Dass Frau Nesbit aber diesen eigenwilligen Weg der Erzählung in der Wir-Form gewählt hat, überraschte mich sehr. Die ersten paar Seiten dachte ich noch, „ist das jetzt ihr Ernst?“ und dann ließ ich mich darauf ein und dachte einfach nur noch „GRANDIOS!“ Durch ihre distanzierte Schilderung weckt sie beim Leser die Möglichkeit, selbst in die Rolle dieser Frauen zu schlüpfen und zwar nicht in irgendeine, sondern in alle jene, deren Schuhe einem passen. Kann man sich mit den aufgeregten etwas neurotischen Hühnern nicht so recht anfreunden, dann ist man halt die zupackende Macherin mit Hochschulabschluss, fühlt man sich dort nicht erkannt, kann man auf die Gedanken der mütterlichen etwas älteren Matrone zurück greifen. Durch ihr Wir gelingt es Tarashea Nesbit, die Geschichte dieser Frauen auf einmal und in einem Stück und aus jedem Blickwinkel zu beleuchten. Es werden Ängste genannt und Gegenmaßnahmen, es werden die Neugierigen erwähnt und die lethargisch schweigenden. Es wird deutlich, wie zerrissen man ist, als den Frauen und ihren Kindern bewußt wird, was sie und ihre Männer dort eigentlich getan haben.

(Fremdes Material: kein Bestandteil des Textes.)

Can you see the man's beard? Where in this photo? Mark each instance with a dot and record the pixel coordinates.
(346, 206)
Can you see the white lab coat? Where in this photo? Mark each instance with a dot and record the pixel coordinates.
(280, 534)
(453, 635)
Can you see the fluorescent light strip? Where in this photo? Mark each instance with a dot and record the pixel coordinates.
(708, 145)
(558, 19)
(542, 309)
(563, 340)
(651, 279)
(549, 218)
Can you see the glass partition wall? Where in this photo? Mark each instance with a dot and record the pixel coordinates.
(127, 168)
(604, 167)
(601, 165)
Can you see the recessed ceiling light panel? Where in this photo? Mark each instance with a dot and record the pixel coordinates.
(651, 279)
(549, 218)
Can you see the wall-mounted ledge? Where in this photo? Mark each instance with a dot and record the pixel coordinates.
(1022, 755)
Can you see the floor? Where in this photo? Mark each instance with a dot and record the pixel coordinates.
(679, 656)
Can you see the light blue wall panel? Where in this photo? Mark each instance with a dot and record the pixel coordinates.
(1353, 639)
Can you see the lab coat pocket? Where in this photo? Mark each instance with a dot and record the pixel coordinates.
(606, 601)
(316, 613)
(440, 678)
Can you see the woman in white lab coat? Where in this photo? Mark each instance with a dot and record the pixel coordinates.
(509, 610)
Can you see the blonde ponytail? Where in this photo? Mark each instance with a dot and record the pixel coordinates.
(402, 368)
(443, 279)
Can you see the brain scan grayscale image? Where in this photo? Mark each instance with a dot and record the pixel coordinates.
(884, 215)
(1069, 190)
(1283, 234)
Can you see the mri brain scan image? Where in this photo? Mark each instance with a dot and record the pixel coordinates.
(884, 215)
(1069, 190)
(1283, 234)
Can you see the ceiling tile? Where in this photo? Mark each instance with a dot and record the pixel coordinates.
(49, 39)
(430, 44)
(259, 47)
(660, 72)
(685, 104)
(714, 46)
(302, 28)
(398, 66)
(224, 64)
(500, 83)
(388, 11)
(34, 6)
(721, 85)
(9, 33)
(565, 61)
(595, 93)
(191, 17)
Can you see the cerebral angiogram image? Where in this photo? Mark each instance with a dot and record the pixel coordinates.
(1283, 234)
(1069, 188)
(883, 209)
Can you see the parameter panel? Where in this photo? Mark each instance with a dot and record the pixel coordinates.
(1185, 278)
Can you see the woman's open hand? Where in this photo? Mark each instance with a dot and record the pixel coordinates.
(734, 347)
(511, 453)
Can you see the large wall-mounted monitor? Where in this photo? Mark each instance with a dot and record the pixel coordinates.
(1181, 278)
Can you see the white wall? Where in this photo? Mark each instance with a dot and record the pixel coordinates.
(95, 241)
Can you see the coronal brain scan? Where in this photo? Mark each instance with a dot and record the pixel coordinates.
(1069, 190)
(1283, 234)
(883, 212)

Ich kann mir durchaus vorstellen, dass dieser Erzählstil der weniger der einer Erzählung ist, nicht jeden überzeugen mag, nicht jedem gefällt, der gerne eine komplette Geschichte lesen möchte. Eine Geschichte, bei der er nicht selbst denken muß und in der alles schön schwarz weiss ist. Hier ist allerdings nichts schwarz weiss, hier ist alles sehr farbig, sehr schattiert, sehr abgründig, sehr intensiv.
Ich habe mich selten von einem Buch, das sich auf ein reales historisches Ereignis bezieht so angesprochen gefühlt. Selten wurden mir die Gedanken und Gefühle der agierenden Personen so nahe gebracht, selten die Unterschiedlichen Menschen so klar dargestellt.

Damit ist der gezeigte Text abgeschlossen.